I've always been a pretty simple guy, and I seem to like and gravitate towards the simple things. To me they always mean the most, they make the biggest difference. Sometimes a whisper has more effect then a shout after all. It's not that I don't like more complicated or complex things, I do enjoy them sometimes, but in the end I always finding myself wanting or even craving that simplicity. Maybe it's my upbringing that made me that way, learning to be content with the small things because we never had much so I learned that those small moments have value as well.
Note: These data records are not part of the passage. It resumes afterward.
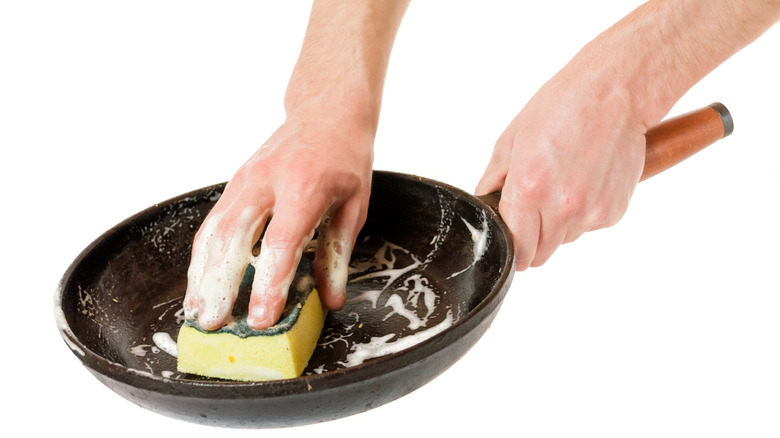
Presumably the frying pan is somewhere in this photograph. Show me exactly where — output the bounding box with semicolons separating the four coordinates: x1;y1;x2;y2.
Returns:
55;104;733;428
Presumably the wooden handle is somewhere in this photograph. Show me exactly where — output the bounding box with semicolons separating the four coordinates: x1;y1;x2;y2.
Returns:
639;103;734;181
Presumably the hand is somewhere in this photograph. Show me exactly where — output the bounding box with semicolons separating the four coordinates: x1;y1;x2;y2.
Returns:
476;64;646;270
184;114;373;330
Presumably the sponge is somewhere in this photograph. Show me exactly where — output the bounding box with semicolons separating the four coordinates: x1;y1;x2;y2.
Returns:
177;271;327;381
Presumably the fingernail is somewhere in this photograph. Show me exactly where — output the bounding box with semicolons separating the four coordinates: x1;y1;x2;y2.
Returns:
246;305;268;328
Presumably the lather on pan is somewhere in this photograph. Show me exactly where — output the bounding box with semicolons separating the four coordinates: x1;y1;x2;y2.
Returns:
55;104;733;428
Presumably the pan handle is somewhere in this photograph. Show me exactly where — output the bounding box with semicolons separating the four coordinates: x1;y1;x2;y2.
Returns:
477;102;734;213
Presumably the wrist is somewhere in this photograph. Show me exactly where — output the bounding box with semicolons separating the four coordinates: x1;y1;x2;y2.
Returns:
284;82;381;137
571;0;780;127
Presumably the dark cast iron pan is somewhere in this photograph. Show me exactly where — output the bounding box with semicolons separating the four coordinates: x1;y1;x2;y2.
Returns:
55;104;732;428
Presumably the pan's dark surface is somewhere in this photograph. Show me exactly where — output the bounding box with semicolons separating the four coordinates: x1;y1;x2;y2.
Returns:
55;172;513;427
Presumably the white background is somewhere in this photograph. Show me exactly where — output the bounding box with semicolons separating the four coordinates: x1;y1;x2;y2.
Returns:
0;0;780;437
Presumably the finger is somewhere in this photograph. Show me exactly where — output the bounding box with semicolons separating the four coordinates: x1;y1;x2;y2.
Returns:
314;200;367;310
530;215;566;268
498;192;541;271
247;201;327;330
197;204;268;330
474;137;512;196
183;172;256;319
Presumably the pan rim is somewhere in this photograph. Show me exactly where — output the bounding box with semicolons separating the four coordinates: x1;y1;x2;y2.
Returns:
54;170;514;399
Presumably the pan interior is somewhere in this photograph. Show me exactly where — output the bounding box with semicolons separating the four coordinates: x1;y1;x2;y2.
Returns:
60;172;507;380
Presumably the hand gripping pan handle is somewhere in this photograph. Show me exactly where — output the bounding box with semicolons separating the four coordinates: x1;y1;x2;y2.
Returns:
478;102;734;212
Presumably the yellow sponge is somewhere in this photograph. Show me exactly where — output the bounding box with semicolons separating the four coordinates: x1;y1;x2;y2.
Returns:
177;289;327;381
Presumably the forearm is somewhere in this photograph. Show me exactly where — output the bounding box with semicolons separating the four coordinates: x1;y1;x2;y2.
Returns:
570;0;780;126
285;0;408;132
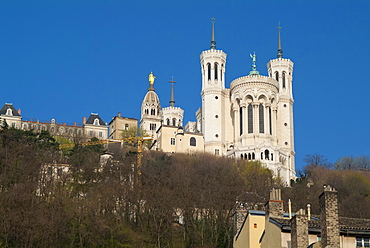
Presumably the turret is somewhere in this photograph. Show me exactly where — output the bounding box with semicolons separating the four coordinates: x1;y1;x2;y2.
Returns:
200;18;228;155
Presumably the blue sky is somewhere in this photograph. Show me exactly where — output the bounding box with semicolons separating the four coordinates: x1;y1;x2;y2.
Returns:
0;0;370;169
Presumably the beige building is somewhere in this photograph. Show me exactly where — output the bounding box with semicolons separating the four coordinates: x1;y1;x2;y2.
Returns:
153;125;204;153
109;113;137;140
0;103;108;141
234;186;370;248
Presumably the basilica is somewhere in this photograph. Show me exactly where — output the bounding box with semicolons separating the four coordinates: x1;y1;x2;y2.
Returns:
140;22;295;182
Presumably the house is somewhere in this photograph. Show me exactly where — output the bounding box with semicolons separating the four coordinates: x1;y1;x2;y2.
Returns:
234;186;370;248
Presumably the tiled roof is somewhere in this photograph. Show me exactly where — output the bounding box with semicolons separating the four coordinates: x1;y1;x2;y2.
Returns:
0;103;20;116
86;114;105;126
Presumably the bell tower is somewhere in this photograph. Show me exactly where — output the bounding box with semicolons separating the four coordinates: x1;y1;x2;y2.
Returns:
200;18;228;155
267;27;295;181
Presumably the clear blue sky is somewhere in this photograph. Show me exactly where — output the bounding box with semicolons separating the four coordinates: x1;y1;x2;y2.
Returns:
0;0;370;169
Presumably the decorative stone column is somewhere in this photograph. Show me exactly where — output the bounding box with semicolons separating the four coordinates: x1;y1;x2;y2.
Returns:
319;185;340;248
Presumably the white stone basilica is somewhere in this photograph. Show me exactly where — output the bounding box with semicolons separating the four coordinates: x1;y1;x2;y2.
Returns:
140;22;295;183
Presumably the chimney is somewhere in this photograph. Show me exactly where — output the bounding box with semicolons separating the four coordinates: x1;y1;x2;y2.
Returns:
265;189;284;218
319;185;340;248
290;209;309;248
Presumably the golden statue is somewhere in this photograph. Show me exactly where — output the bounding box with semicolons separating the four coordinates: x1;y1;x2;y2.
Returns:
149;72;155;85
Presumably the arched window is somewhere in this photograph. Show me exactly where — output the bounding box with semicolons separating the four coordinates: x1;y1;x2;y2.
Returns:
6;108;13;115
269;107;272;135
220;64;224;81
239;108;243;135
248;104;253;133
248;104;253;133
215;63;218;80
207;63;211;80
265;150;270;160
258;104;265;133
190;137;197;146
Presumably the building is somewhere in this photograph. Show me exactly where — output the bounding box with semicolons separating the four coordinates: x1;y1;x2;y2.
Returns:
109;113;137;140
234;186;370;248
140;22;295;183
0;103;108;141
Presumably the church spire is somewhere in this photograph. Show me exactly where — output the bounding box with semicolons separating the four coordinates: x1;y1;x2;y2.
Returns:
211;17;216;49
148;72;155;91
168;77;176;107
277;24;283;58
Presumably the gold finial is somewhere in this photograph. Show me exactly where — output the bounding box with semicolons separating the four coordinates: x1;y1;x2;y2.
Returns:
149;72;155;85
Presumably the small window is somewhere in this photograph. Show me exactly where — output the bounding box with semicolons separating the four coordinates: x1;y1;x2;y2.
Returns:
6;108;13;115
48;167;53;176
190;137;197;146
149;123;157;131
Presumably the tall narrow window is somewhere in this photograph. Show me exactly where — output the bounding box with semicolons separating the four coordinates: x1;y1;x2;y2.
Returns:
190;137;197;146
207;63;211;80
220;64;224;81
269;107;272;135
248;104;253;133
265;150;270;160
258;104;265;133
239;108;243;135
215;63;218;80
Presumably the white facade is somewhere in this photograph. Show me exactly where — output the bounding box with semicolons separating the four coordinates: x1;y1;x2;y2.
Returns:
141;26;295;183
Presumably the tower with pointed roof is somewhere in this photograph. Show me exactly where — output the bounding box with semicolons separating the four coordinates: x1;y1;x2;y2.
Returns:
162;77;184;127
200;18;230;155
140;72;162;137
197;21;295;183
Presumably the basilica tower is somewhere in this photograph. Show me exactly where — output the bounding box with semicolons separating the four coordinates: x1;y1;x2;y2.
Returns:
267;27;295;182
200;19;229;155
140;72;162;138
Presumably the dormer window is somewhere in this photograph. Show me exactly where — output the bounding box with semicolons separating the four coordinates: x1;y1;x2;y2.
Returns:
6;108;13;115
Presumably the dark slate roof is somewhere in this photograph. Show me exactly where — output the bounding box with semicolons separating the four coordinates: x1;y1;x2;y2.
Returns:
86;114;105;126
270;215;370;231
0;103;20;116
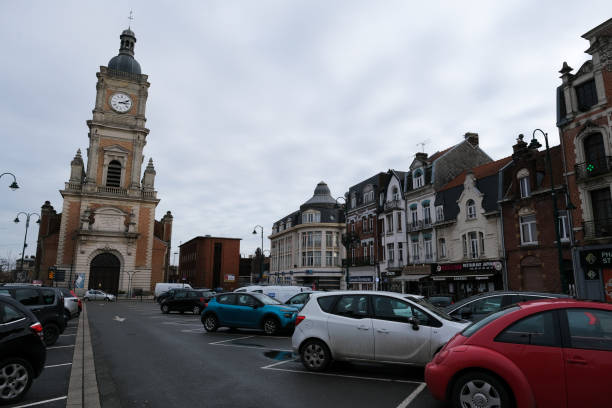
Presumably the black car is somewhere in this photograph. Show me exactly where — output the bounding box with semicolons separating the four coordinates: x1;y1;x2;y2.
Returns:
161;289;212;314
444;291;570;322
0;285;66;346
0;296;47;404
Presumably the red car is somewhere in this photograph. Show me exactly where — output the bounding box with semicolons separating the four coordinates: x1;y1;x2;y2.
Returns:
425;299;612;408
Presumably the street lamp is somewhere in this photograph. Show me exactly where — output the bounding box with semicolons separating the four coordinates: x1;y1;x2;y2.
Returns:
0;173;19;191
529;129;563;292
13;212;40;281
253;225;264;280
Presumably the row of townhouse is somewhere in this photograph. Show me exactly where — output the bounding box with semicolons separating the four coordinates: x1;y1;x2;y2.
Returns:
270;19;612;301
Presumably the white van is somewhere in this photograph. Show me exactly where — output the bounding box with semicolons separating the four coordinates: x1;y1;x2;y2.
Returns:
153;283;192;299
234;285;312;303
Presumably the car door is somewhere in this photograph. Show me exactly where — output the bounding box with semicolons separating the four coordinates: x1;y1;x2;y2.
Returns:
491;310;564;407
372;295;432;365
327;294;374;360
563;308;612;408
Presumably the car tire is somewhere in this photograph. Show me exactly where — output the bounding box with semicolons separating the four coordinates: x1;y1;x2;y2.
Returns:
451;371;513;408
202;313;219;333
43;323;60;347
300;339;331;372
262;317;280;336
0;357;34;405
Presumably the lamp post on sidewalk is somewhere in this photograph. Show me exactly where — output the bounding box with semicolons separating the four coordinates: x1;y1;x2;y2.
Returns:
13;211;40;282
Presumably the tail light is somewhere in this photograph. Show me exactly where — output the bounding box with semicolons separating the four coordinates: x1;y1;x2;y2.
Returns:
30;322;43;339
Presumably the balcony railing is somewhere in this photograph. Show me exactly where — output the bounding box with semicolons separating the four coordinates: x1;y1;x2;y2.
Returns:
575;156;612;180
582;218;612;239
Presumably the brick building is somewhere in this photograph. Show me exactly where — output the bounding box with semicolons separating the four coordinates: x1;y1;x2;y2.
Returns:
557;19;612;302
178;235;240;291
37;29;172;294
499;139;574;293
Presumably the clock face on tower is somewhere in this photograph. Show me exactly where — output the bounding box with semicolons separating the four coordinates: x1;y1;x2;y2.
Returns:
110;93;132;113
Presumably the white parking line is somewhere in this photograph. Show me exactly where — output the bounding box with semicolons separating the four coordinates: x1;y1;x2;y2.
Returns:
13;395;68;408
397;383;426;408
45;363;72;368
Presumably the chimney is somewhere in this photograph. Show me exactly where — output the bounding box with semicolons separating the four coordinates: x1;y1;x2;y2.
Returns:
463;132;478;147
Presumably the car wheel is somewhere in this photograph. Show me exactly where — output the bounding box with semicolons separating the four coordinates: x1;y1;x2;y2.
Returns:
263;317;280;336
0;357;34;404
300;339;331;371
43;323;59;347
204;313;219;332
451;371;512;408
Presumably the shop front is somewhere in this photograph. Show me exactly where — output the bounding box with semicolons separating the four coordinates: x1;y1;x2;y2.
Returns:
427;260;503;300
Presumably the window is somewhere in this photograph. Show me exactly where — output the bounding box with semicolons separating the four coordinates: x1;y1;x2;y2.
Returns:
465;200;476;220
576;79;597;112
436;205;444;222
520;214;538;245
438;238;446;258
566;309;612;351
559;211;569;241
106;160;121;187
495;311;560;347
332;295;370;319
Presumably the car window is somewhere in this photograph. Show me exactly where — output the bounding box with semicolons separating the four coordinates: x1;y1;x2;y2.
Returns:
566;309;612;351
1;304;25;324
41;289;55;305
15;288;40;306
472;295;504;314
495;311;561;347
217;294;236;305
332;295;369;319
317;296;339;313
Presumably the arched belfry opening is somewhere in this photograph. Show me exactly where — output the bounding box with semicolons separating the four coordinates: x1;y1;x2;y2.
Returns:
89;252;121;295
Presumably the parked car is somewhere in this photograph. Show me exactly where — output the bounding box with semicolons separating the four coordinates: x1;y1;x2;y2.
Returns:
292;291;468;371
153;282;193;299
0;296;47;404
0;285;66;347
444;291;569;322
201;292;298;335
56;288;81;321
427;293;455;307
160;290;211;314
83;289;116;302
425;299;612;408
234;285;312;303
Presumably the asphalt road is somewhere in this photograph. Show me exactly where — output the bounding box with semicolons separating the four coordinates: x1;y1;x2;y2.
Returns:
87;302;444;408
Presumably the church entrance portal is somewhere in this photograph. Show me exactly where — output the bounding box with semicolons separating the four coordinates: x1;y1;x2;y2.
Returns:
89;252;121;295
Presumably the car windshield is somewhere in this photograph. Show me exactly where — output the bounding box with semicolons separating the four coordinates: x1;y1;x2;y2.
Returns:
461;306;520;337
251;292;282;305
406;296;461;322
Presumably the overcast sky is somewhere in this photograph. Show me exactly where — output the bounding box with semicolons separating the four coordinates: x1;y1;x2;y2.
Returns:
0;0;612;264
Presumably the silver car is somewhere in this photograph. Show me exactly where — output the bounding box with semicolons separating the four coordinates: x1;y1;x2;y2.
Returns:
83;289;115;302
292;291;469;371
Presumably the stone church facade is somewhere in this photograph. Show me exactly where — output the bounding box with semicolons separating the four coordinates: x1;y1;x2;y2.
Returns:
37;29;172;294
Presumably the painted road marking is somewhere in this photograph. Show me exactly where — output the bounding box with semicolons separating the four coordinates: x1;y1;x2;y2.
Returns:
45;363;72;368
13;395;68;408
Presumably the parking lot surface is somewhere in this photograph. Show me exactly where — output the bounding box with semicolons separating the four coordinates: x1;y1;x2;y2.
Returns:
88;302;444;408
6;318;79;408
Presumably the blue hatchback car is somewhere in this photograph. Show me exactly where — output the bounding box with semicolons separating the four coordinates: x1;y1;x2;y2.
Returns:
201;292;298;335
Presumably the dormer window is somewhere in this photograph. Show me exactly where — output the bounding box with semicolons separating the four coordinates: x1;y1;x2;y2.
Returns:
106;160;121;187
412;169;425;188
465;200;476;220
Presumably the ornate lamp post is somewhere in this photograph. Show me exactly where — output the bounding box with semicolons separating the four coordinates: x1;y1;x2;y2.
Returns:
13;212;40;282
0;173;19;191
529;129;563;292
253;225;264;279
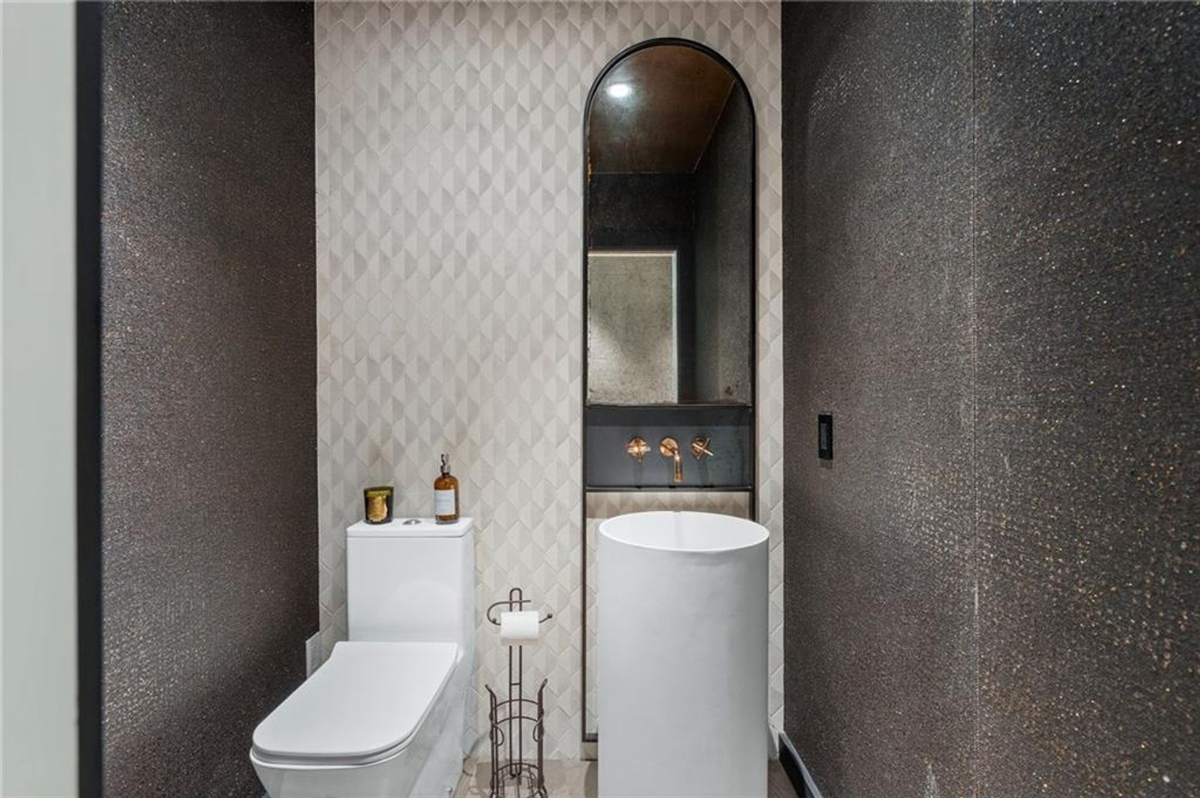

A soft place to land after a long hard turn, just sitting somewhere having simple conversation-talking about nothing important but saying more than the most intense conversations, just being content to relax and lounge around without a long list hovering over my head, things slowing down once in a while instead of being warp speed, knowing that you can say anything at all with no worries of repercussions...its not wrong to want that right? To grab it when you find the chance to have it?

For so long I have done what I could for other people, to do everything I could to make others happy...because that always made me happy too. For the first time I find myself being a bit selfish, knowing what I want and just accepting that, and taking the chance to have it and it is such a weird and almost freeing thing. I still want to make people happy don't get me wrong, and I still want to do everything I can for people but i realize I have to take some time for myself, or I risk losing myself all over again and that's terrifying. And I know a thing or two about scary, I've lived through some intense and scary stuff, and looking at myself and no longer knowing who I am...was the worst thing I've experienced.